LA LAICITE PLUS QUE JAMAIS NECESSAIRE

Pour lutter contre le fanatisme, la laïcité plus que jamais nécessaire

Le Monde.fr | 14.01.2015 à 16h14

 
Paris, Place de la République, le 11 janvier 2015 Paris, Place de la République, le 11 janvier 2015 | JOEL SAGET / AFP

Par Henri Peña-Ruiz, philosophe et spécialiste de la laïcité. Dernier ouvrage paru : «Dictionnaire amoureux de la laïcité » (Éditions Plon)

Dictionnaire Amoureux De La Laïcité de Henri Pena-Ruiz

Paris, Place de la République, nuit du 7 janvier 2015. Des dizaines de bougies vacillent au pied de Marianne. La République est en deuil. Qui pourra dire l’accablement, cette tristesse dans tous les yeux, cette impossibilité de former des paroles qui ne paraissent pas dérisoires ? On prend soudain la mesure du crime. Les fanatiques ont voulu tuer le courage, l’humour critique, l’insolence salutaire, ces audaces de l’art et de la satire qui parlaient vrai et clair.
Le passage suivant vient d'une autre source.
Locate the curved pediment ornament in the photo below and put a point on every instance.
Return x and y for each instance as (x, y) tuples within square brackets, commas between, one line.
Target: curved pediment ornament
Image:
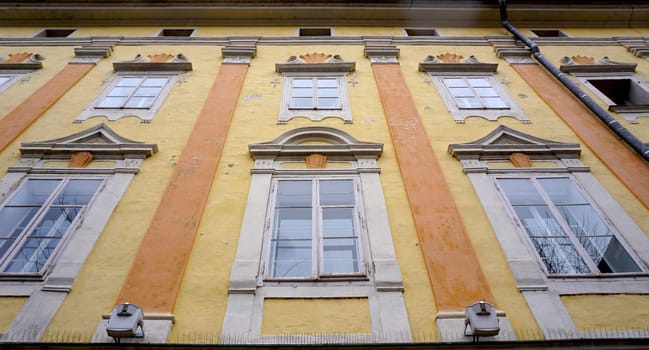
[(100, 141), (504, 141), (160, 62), (315, 62), (454, 63), (584, 64), (22, 60), (325, 141)]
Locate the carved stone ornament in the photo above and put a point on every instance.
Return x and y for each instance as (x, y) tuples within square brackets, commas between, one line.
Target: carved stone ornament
[(450, 62), (316, 63), (155, 62), (583, 64), (316, 161), (80, 159), (520, 160), (22, 60)]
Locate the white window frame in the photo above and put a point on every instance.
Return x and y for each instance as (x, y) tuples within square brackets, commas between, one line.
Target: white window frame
[(629, 113), (20, 239), (571, 236), (144, 114), (460, 114), (382, 286), (316, 237), (342, 111), (482, 161)]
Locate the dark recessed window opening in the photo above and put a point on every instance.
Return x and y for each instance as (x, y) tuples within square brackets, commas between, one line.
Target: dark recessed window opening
[(548, 33), (421, 32), (54, 33), (177, 32), (315, 32), (623, 92)]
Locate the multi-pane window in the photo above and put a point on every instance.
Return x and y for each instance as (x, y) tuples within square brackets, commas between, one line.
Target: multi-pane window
[(35, 220), (315, 229), (315, 93), (134, 92), (568, 234), (474, 93)]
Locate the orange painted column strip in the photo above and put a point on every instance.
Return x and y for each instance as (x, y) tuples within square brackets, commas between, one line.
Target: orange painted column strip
[(632, 171), (453, 268), (21, 117), (156, 274)]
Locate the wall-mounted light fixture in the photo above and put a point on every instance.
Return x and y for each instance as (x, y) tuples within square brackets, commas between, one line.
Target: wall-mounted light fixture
[(126, 321)]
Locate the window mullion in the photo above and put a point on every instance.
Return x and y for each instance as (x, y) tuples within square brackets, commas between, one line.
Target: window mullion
[(565, 227)]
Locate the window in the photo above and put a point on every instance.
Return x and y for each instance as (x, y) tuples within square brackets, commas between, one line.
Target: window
[(177, 32), (473, 93), (138, 95), (549, 33), (566, 231), (314, 229), (37, 219), (55, 33), (421, 32), (315, 32)]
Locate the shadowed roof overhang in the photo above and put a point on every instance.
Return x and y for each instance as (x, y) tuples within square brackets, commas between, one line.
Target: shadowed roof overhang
[(549, 13)]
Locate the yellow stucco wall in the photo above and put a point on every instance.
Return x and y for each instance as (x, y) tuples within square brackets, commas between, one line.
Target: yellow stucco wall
[(592, 313), (316, 316)]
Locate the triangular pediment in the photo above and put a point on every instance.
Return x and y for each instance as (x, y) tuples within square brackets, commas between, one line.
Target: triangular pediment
[(503, 141), (98, 140)]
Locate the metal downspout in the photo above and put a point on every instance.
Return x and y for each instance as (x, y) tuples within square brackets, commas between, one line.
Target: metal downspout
[(601, 113)]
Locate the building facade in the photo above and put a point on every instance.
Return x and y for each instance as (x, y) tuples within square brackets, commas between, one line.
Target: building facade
[(295, 173)]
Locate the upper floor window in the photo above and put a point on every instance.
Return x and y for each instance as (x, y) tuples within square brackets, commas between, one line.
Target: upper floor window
[(137, 92), (565, 229), (315, 233), (469, 88), (37, 219), (315, 87)]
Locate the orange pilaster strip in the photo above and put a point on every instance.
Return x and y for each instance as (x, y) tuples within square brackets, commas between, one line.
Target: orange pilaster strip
[(632, 171), (156, 274), (453, 267), (21, 117)]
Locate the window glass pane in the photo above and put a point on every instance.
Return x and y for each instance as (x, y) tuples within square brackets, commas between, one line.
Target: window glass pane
[(302, 102), (33, 255), (538, 221), (485, 92), (293, 223), (560, 256), (294, 193), (336, 192), (455, 82), (140, 102), (291, 258), (609, 255), (112, 102), (340, 256), (562, 191), (328, 103), (149, 91), (121, 91), (131, 81), (520, 191), (34, 192), (303, 83), (493, 102), (327, 83), (55, 222), (338, 222), (78, 192), (479, 82), (156, 82)]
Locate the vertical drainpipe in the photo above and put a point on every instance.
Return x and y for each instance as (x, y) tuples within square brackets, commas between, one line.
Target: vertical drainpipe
[(602, 114)]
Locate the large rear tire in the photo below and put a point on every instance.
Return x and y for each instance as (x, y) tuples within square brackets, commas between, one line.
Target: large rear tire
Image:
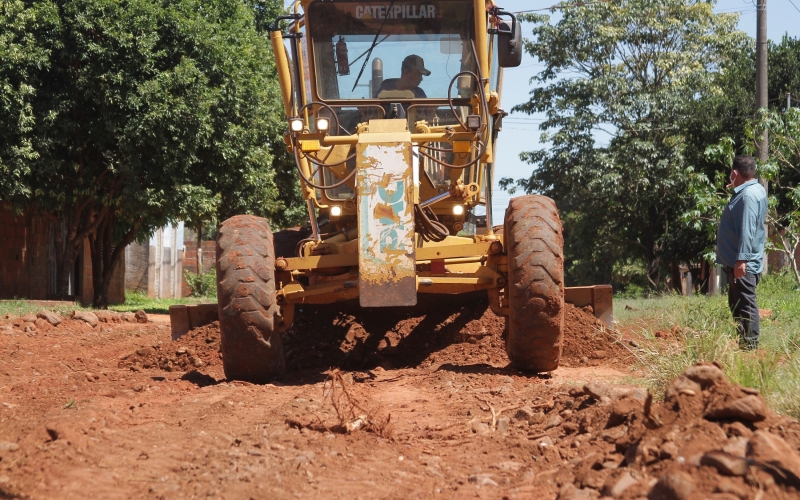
[(251, 345), (535, 248)]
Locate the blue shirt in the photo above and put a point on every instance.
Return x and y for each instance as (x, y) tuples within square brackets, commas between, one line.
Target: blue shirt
[(740, 235)]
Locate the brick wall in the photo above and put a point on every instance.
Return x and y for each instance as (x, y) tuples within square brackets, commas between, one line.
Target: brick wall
[(24, 255), (190, 259)]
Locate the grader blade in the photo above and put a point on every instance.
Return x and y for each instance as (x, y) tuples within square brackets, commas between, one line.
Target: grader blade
[(386, 264)]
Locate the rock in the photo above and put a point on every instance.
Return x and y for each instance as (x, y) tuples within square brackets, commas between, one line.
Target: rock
[(668, 451), (673, 485), (107, 316), (594, 479), (680, 385), (739, 429), (141, 316), (570, 492), (615, 433), (503, 424), (6, 446), (620, 411), (768, 448), (42, 324), (482, 480), (49, 316), (574, 392), (596, 389), (552, 421), (736, 446), (480, 427), (523, 414), (750, 408), (616, 487), (727, 465), (725, 485), (146, 352), (88, 317), (570, 428), (615, 393), (705, 374)]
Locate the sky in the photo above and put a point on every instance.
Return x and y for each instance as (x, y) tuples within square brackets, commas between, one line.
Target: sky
[(520, 131)]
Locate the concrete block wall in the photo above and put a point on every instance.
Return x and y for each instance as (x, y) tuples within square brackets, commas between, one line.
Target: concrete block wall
[(209, 249)]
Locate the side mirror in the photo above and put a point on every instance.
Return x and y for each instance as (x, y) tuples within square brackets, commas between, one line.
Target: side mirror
[(509, 43)]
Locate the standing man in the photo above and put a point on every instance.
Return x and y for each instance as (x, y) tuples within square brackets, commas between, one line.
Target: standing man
[(740, 247)]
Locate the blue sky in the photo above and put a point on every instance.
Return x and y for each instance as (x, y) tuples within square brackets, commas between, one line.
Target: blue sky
[(521, 132)]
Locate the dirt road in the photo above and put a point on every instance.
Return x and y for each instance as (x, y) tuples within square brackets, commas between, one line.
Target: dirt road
[(379, 404)]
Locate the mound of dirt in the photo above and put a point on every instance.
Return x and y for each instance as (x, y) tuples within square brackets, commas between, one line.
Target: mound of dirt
[(199, 348), (709, 439), (587, 342)]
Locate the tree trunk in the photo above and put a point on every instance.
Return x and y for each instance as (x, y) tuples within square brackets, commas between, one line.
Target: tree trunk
[(199, 249), (106, 257), (675, 276), (71, 227)]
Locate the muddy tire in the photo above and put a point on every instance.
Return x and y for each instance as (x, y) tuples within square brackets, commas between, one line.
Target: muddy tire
[(251, 346), (535, 290)]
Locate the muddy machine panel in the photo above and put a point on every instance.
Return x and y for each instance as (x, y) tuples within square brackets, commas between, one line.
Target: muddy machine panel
[(385, 187)]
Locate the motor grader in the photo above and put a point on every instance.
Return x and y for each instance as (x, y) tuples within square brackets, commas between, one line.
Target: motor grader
[(396, 170)]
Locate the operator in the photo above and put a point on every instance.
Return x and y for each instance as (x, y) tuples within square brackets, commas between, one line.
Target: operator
[(411, 72), (740, 247)]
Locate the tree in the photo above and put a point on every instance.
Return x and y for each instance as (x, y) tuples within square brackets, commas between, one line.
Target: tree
[(621, 85), (135, 103)]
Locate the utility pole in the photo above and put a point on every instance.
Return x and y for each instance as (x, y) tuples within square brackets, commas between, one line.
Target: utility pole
[(762, 99)]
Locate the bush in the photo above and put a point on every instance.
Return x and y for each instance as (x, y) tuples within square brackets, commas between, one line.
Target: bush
[(202, 285)]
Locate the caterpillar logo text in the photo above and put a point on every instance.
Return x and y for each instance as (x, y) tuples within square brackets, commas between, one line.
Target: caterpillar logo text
[(395, 12)]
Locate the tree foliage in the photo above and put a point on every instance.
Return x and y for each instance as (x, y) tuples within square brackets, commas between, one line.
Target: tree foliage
[(621, 89), (781, 170), (122, 109)]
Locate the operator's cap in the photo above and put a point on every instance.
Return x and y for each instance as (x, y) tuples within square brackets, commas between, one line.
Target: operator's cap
[(414, 62)]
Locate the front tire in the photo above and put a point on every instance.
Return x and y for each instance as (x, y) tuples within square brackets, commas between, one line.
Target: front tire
[(535, 248), (252, 349)]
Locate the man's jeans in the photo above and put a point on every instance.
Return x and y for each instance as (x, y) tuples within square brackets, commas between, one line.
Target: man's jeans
[(742, 301)]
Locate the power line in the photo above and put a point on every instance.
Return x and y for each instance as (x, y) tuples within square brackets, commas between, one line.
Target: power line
[(555, 7)]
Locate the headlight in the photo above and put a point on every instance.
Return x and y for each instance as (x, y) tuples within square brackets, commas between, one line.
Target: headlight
[(296, 124)]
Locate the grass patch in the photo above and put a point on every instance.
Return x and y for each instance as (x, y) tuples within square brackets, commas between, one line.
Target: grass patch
[(706, 332), (135, 301)]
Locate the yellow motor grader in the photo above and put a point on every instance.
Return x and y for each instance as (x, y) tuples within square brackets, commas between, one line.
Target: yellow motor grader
[(393, 112)]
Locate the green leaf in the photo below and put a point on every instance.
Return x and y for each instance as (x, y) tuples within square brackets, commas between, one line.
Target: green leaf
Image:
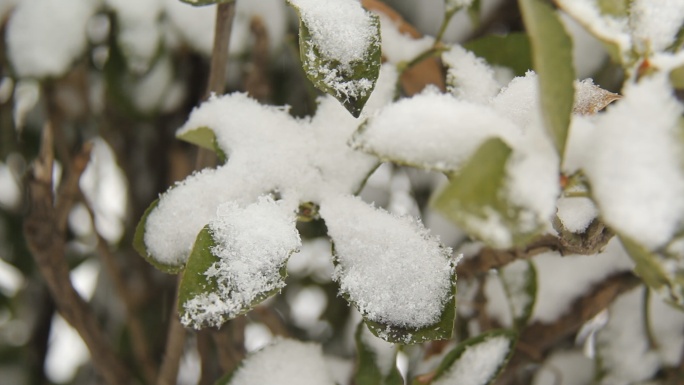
[(196, 284), (206, 138), (442, 330), (199, 3), (350, 83), (552, 58), (368, 370), (619, 8), (491, 351), (677, 77), (139, 243), (649, 266), (512, 50), (519, 280), (475, 199)]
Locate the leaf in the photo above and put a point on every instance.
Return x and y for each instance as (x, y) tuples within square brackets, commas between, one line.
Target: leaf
[(399, 277), (348, 78), (203, 137), (512, 50), (519, 280), (441, 330), (475, 199), (238, 261), (199, 3), (139, 243), (552, 58), (369, 353), (477, 361), (651, 269)]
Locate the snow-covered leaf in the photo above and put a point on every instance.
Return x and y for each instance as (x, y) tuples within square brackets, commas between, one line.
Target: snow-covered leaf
[(375, 360), (141, 248), (552, 58), (237, 262), (285, 362), (469, 77), (431, 130), (511, 50), (44, 37), (475, 199), (519, 280), (399, 277), (664, 275), (477, 361), (340, 49), (199, 3)]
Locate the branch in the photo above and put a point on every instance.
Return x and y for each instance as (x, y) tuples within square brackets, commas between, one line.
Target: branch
[(46, 243), (590, 242)]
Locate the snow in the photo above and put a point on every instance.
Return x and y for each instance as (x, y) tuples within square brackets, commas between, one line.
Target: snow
[(576, 213), (469, 77), (633, 163), (195, 25), (44, 37), (398, 47), (655, 25), (562, 280), (252, 244), (341, 29), (377, 255), (342, 34), (269, 150), (478, 363), (285, 362), (430, 130), (622, 343), (138, 31), (385, 353), (105, 187)]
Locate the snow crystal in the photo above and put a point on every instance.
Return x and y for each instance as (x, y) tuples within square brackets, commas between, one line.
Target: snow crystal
[(655, 25), (590, 98), (622, 343), (389, 266), (341, 29), (478, 363), (269, 150), (251, 244), (384, 351), (182, 211), (44, 37), (633, 163), (470, 78), (398, 47), (285, 362), (562, 280), (430, 130), (576, 213)]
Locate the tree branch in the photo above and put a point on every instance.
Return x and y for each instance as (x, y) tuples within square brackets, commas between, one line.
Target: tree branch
[(47, 246)]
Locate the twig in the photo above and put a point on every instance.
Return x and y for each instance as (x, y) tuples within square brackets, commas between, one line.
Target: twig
[(538, 338), (47, 246), (168, 373), (141, 350)]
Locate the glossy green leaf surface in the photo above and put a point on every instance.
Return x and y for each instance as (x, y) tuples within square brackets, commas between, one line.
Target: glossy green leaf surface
[(553, 62), (490, 350), (351, 84), (475, 199), (368, 370), (512, 50), (139, 243)]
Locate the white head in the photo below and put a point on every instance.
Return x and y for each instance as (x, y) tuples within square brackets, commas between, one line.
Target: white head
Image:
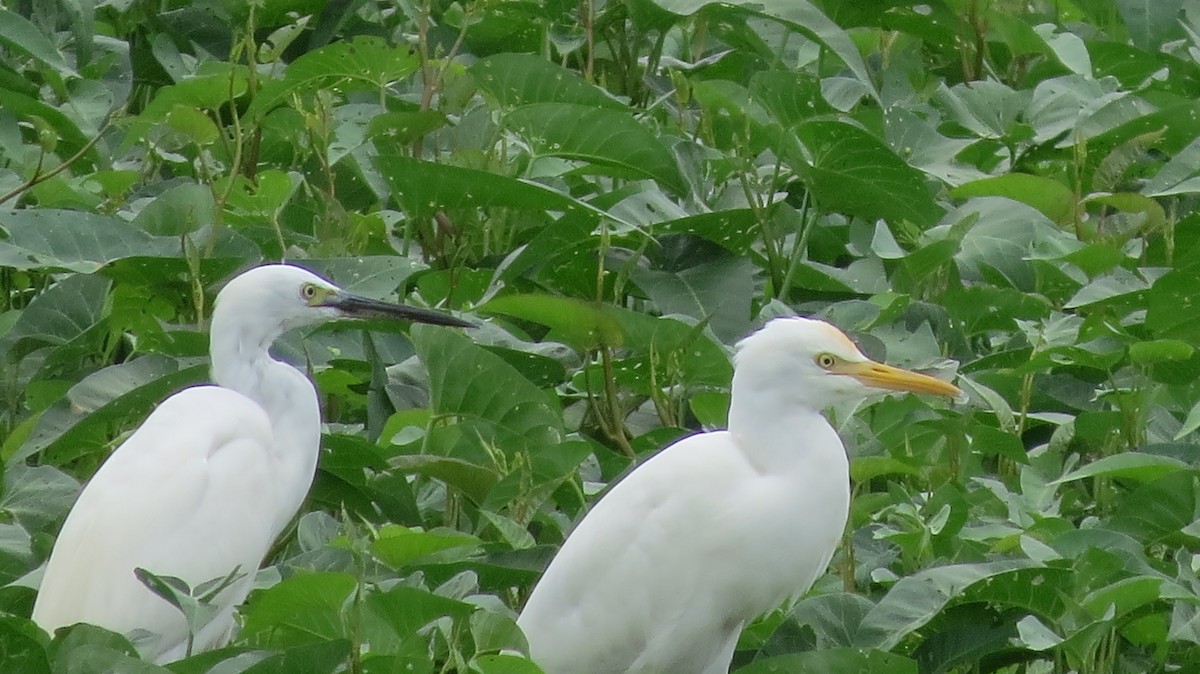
[(269, 300), (809, 363)]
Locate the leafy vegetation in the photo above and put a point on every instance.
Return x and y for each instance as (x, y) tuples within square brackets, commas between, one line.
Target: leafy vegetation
[(999, 190)]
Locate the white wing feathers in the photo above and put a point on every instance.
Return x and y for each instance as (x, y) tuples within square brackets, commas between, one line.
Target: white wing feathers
[(183, 497)]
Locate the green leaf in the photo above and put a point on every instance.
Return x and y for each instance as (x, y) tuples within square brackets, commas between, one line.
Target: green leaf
[(1150, 24), (850, 170), (1053, 198), (717, 293), (22, 648), (407, 609), (72, 240), (36, 495), (21, 34), (321, 657), (365, 61), (604, 137), (833, 661), (468, 381), (400, 546), (475, 481), (117, 393), (178, 211), (1159, 350), (304, 608), (87, 649), (503, 665), (521, 79), (580, 324), (1129, 465), (424, 187), (916, 600), (1173, 308), (797, 14)]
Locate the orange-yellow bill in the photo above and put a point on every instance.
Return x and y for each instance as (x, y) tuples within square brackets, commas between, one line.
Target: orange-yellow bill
[(894, 379)]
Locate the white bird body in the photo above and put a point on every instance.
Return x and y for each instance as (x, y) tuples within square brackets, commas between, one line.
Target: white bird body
[(667, 569), (210, 479), (209, 487)]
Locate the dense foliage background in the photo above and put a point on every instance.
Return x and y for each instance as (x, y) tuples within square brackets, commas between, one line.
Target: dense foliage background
[(1001, 190)]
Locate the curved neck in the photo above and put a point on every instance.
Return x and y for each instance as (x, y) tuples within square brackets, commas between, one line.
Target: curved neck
[(243, 363), (778, 432)]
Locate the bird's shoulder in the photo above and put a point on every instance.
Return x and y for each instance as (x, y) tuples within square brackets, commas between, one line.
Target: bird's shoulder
[(702, 457), (193, 425)]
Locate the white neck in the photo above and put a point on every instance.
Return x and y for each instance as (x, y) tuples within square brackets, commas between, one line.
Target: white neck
[(243, 363), (778, 433)]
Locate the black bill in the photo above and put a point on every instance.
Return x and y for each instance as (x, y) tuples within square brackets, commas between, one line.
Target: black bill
[(364, 307)]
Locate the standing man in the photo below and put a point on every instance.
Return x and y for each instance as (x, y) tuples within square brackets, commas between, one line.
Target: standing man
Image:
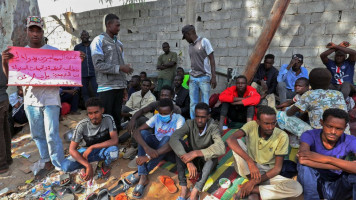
[(110, 68), (342, 69), (5, 135), (42, 105), (265, 81), (287, 76), (202, 73), (88, 72), (166, 67)]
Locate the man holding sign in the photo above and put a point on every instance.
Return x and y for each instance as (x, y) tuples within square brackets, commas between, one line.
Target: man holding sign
[(110, 68), (42, 104)]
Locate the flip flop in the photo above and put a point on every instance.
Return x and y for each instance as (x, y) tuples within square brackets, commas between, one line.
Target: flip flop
[(43, 173), (92, 196), (63, 194), (103, 195), (140, 189), (121, 196), (64, 178), (75, 188), (168, 182)]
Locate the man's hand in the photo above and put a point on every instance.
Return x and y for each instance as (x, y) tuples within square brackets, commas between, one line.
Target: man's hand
[(89, 173), (193, 172), (126, 69), (247, 188), (188, 157), (344, 44), (254, 172), (152, 152), (213, 81), (330, 45), (82, 55), (142, 160), (309, 155), (87, 152)]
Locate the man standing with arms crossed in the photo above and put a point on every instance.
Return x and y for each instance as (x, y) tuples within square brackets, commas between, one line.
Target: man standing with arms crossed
[(110, 68), (202, 73)]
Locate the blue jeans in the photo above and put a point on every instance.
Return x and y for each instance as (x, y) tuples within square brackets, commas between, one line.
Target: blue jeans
[(318, 185), (85, 88), (108, 154), (44, 126), (151, 141), (197, 85)]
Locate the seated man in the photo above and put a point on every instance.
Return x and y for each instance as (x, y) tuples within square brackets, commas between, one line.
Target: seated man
[(154, 147), (135, 85), (180, 71), (287, 76), (261, 158), (300, 87), (201, 154), (16, 102), (322, 169), (181, 97), (70, 95), (97, 136), (314, 102), (342, 69), (265, 81), (138, 100), (238, 102)]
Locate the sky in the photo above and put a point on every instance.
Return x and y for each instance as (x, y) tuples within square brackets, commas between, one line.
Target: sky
[(57, 7)]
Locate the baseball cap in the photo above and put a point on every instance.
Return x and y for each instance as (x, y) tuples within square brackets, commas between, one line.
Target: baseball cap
[(34, 21), (186, 29), (299, 56)]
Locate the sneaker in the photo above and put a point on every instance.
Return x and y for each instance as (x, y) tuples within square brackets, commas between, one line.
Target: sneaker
[(130, 152)]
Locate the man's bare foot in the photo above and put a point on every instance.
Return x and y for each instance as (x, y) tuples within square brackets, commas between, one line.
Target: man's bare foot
[(194, 194)]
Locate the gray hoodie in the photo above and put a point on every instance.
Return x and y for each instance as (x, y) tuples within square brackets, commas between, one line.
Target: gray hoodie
[(108, 55)]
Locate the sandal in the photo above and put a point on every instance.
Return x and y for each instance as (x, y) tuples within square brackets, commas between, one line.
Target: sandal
[(64, 179), (122, 186), (103, 195), (168, 182), (138, 189), (75, 188), (43, 173), (92, 196), (63, 194)]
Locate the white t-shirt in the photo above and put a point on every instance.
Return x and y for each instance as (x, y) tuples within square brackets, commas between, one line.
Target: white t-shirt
[(165, 129), (42, 95)]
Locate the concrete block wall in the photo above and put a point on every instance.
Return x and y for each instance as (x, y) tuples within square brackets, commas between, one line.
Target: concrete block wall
[(232, 26)]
Et ce alors que la complaisance électoraliste inventait le politiquement correct pour travestir la trahison en réalisme, en expressions confuses, en formules ambiguës. Car enfin confondre l’esprit critique avec la stigmatisation, la culture avec le culte, la fermeté du droit avec la violence arbitraire, c’est brouiller le sens des principes et encourager leurs adversaires.

De même réduire la laïcité à l’égalité des religions et non de toutes les convictions, c’est discriminer l’humanisme athée ou agnostique.

Paradoxe. C’est l’humour impertinent qui a tenu lieu de clarté politique, quand trop de responsables se sont livrés à l’incantation de principes qu’ils n’osaient plus défendre concrètement.

Chez Cabu, chez Charb, chez Honoré, chez Tignous, chez Wolinsky, héros ordinaires de la clarté comme du courage, la liberté ne s’encombrait pas d’opportunismes ou de silences partisans.

Elle jaillissait avec la fraîcheur du regard sans concession, la force d’un absolu dit hâtivement « irresponsable », mais assumé comme tel à rebours des lâchetés intéressées. Oui les dessinateurs de Charlie étaient les « instituteurs du peuple » chers à Victor Hugo. Leurs caricatures géniales surgissaient de la conscience spontanée qui pointe l’inqualifiable et le donne à voir sans autre violence que celle du fanatisme dénoncé. On riait devant le dessin et sa légende, car il visait juste en passant à la limite, mais selon un clin d’œil complice qui n’avait rien de cette violence pointée du doigt.

Ces hommes de culture ne voulaient nullement faire la leçon. Ils incarnaient la liberté vive de l’être humain, cette sorte de langage sans façon qui convoque la pensée dans le sourire provoqué, et produit la conscience émancipée. Ces artistes modestes et tendres n’étaient jamais méchants, mais toujours féroces avec l’inhumanité qu’ils dessinaient sans complexe ni fausse pudeur.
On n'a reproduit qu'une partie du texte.